Em todos os momentos da História, seja na Antiguidade, na Idade Média, ou no nosso tempo, são as mesmas paixões e os mesmos desígnios que inspiram os humanos. Entender a História é entender melhor a natureza humana.

11 de agosto de 2016

Que bom que era...

Através do blogue Stone Art Books, de Magda Pais, entrei em contacto com esta passagem do livro Para Onde vão os Guarda-Chuvas, de Afonso Cruz: 

«Krishna mentiu, negando que tivesse comido terra, mas Yasoda insistiu para que ele abrisse a boca. Quando espreitou lá para dentro, viu o universo inteiro, planetas a deambular, sóis a brilhar, galáxias, essas coisas.
(...)
Isso acontece com todos os pais. Não é preciso ser pai de Krishna nenhum. É assim que se vêem os filhos, dentro deles está todo o universo, todos os mundos possíveis e impossíveis». 

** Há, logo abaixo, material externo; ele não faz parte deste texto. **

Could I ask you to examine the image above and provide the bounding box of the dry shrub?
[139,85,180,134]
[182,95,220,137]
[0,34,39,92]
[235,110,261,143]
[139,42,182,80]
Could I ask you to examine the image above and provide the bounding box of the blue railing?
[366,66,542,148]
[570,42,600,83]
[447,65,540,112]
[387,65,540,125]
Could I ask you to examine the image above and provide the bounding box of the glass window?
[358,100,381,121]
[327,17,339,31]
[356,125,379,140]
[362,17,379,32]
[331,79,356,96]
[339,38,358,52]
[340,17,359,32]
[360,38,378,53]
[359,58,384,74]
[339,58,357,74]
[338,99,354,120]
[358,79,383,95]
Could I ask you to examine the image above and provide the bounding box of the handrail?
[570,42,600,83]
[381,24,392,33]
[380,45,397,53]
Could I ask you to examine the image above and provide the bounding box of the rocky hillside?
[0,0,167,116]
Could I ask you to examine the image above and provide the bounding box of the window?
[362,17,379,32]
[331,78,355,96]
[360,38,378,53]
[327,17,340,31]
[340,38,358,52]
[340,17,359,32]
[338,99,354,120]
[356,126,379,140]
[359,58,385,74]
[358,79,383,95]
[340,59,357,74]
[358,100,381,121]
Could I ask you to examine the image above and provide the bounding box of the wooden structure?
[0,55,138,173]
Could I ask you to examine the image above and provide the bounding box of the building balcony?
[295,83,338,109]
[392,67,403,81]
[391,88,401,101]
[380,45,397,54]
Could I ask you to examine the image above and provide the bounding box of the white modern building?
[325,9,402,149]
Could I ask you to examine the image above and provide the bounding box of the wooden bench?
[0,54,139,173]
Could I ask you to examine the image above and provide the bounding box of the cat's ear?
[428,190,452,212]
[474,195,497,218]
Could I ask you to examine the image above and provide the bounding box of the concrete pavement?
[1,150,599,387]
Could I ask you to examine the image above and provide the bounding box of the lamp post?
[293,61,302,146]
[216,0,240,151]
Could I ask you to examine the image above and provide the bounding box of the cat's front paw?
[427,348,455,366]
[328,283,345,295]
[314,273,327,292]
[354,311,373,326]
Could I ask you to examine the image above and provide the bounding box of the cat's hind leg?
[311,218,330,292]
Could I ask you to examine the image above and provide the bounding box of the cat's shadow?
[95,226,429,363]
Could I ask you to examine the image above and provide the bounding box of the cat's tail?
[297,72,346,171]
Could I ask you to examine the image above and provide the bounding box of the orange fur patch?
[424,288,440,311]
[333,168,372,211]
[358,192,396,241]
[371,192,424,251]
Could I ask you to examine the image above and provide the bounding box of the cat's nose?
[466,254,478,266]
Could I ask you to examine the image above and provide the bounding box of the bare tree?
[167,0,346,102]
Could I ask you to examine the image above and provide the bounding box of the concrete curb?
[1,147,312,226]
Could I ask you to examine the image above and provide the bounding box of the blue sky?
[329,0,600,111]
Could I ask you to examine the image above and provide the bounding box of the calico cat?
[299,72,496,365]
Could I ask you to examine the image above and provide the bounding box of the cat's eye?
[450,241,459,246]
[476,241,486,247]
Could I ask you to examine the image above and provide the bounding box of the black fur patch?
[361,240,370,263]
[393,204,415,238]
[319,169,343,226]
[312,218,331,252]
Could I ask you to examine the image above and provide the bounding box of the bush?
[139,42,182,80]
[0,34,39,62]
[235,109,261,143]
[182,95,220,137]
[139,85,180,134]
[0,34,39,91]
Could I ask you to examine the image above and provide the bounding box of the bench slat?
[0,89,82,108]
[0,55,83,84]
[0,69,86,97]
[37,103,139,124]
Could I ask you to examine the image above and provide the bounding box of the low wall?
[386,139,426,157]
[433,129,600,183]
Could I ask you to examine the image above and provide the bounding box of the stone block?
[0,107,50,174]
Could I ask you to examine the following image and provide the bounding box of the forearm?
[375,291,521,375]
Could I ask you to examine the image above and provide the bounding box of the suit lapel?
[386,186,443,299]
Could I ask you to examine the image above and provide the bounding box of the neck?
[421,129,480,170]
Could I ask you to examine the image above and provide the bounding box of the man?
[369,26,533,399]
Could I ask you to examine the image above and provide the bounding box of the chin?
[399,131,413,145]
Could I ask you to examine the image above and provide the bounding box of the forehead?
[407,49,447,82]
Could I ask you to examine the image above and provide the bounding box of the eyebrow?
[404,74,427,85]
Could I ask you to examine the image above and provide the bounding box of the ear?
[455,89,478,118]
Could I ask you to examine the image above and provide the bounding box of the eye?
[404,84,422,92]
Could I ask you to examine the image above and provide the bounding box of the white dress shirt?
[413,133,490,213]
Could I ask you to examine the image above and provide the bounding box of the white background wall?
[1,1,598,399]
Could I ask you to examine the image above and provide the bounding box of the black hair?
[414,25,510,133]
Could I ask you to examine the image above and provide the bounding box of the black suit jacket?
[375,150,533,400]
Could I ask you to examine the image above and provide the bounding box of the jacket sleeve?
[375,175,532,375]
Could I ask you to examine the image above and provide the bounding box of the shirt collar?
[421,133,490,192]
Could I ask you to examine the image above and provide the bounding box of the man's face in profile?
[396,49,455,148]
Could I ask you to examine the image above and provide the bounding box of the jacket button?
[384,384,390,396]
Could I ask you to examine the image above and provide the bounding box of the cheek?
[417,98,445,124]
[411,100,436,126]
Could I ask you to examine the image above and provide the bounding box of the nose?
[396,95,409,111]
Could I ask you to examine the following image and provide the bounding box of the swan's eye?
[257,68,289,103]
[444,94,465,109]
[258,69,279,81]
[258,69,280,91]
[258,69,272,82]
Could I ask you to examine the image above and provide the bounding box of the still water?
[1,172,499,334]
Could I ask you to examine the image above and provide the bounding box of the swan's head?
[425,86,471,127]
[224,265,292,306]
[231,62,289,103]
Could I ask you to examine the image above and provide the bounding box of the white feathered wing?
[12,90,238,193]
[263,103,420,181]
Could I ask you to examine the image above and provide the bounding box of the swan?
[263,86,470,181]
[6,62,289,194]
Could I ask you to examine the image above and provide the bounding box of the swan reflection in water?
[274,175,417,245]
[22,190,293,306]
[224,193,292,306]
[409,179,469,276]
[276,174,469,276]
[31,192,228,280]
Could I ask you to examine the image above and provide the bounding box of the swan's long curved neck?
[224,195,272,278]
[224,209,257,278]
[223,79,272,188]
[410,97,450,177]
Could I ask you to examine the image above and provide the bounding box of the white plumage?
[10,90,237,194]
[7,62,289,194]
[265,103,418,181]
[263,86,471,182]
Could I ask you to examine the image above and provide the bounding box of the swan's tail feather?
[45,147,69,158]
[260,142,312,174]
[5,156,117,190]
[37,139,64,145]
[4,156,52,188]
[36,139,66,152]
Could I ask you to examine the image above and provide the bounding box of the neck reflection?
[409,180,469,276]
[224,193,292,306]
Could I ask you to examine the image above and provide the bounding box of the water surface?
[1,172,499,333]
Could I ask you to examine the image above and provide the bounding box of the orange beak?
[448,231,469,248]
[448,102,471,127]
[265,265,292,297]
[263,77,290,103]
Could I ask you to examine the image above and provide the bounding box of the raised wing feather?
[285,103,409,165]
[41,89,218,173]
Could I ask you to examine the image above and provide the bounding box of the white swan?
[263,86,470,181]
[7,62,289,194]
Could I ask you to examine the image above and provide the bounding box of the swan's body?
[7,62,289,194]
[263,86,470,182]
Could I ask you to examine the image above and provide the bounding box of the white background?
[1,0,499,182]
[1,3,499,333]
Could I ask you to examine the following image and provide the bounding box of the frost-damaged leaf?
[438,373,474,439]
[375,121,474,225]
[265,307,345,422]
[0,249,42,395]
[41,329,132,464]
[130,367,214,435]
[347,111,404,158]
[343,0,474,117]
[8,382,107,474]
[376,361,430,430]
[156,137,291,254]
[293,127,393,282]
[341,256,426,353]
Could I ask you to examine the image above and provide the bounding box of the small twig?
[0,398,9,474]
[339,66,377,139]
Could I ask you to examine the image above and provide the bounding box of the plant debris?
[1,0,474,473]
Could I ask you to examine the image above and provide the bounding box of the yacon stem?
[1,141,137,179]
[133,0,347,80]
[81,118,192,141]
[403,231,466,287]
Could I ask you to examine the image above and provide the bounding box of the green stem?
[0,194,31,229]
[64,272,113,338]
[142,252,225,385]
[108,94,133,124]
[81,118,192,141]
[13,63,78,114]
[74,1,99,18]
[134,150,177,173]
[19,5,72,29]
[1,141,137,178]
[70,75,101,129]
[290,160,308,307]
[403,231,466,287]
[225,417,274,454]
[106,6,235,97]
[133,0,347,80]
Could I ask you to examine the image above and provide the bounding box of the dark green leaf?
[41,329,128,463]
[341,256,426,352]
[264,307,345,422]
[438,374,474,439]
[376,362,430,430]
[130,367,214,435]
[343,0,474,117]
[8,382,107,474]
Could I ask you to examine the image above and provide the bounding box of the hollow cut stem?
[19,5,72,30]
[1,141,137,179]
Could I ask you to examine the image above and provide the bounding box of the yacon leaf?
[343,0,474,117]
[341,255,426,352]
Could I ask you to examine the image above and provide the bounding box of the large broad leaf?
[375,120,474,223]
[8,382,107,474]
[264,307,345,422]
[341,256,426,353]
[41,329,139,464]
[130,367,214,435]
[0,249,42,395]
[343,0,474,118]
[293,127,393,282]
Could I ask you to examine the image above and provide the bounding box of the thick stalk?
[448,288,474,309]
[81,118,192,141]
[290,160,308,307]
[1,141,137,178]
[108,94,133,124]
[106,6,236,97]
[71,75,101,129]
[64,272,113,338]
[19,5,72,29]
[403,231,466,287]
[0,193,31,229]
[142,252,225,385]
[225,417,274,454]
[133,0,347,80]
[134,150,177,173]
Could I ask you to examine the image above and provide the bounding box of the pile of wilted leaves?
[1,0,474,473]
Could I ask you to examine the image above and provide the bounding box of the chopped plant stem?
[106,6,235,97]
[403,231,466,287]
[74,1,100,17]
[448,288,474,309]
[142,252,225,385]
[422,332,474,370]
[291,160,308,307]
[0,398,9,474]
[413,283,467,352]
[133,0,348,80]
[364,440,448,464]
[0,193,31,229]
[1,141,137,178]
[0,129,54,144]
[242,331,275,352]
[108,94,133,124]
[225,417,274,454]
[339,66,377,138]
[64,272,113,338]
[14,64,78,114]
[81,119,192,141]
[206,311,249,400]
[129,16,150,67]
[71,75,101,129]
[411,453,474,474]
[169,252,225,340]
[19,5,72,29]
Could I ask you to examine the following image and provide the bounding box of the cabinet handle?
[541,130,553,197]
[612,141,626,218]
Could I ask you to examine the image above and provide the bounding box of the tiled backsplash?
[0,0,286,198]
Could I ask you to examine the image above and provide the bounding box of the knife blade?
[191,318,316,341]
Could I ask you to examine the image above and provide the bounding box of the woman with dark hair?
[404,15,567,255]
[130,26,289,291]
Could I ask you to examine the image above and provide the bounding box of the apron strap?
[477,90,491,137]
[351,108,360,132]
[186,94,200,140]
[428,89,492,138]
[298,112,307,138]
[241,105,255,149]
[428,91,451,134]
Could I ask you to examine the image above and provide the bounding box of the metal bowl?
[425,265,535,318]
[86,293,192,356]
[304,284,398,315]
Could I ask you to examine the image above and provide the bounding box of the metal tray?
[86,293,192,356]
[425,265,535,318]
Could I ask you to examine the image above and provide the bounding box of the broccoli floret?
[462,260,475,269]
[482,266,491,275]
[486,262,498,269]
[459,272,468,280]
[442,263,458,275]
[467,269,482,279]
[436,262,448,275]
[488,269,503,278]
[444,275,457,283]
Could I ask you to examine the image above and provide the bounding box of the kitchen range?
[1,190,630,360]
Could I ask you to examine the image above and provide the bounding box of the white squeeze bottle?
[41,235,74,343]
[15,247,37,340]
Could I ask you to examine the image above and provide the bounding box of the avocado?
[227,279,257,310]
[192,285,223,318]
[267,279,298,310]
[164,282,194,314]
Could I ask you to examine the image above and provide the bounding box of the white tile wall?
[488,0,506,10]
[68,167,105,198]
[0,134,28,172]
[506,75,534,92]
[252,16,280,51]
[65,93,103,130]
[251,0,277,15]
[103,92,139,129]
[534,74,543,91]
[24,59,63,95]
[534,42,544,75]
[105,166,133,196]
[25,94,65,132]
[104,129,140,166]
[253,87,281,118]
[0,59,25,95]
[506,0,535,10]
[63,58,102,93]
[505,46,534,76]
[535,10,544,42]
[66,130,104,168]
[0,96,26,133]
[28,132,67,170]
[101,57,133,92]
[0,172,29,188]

É uma passagem belíssima, maravilha qualquer um e mostra o grande talento deste escritor, talento, aliás, confirmado com inúmeros prémios.

Por outro lado, deixa-me um certo amargo de boca.

Não sei se cometo um sacrilégio, ao criticar palavras de tão conceituado escritor, mas…
«Isso acontece com todos os pais»? 
«Todos»?

Somos regularmente bombardeados com notícias referentes à violência exercida sobre crianças pelos próprios pais. Violência física, psicológica, abusos sexuais… Dizer que todos os pais veem o universo inteiro dentro dos filhos parece-me uma utopia, para não dizer uma “história da carochinha”, daquelas que se contam para nos pôr bem-dispostos, convencidos de que no seio das famílias apenas existe amor e carinho.

Quis o destino que deparasse com a seguinte passagem, no livro que atualmente leio:

«São sem conta e antigas as razões de não se gostar de um filho, abundam no Velho Testamento, na mitologia grega, com pouco esforço as encontramos à nossa volta».

O autor destas palavras é igualmente um grande escritor: José Rentes de Carvalho (in Meças, p. 146).

O problema, na primeira citação, está na palavra "todos". O que Afonso Cruz escreveu continua a ser lindíssimo. Mas talvez tivesse sido melhor substituir "todos" por "muitos", ou "quase todos", ou por "a maioria dos".
  
Muitos pais veem o universo inteiro dentro dos filhos - sim, é verdade. E não seria demais acrescentar que filhos desses são uns felizardos.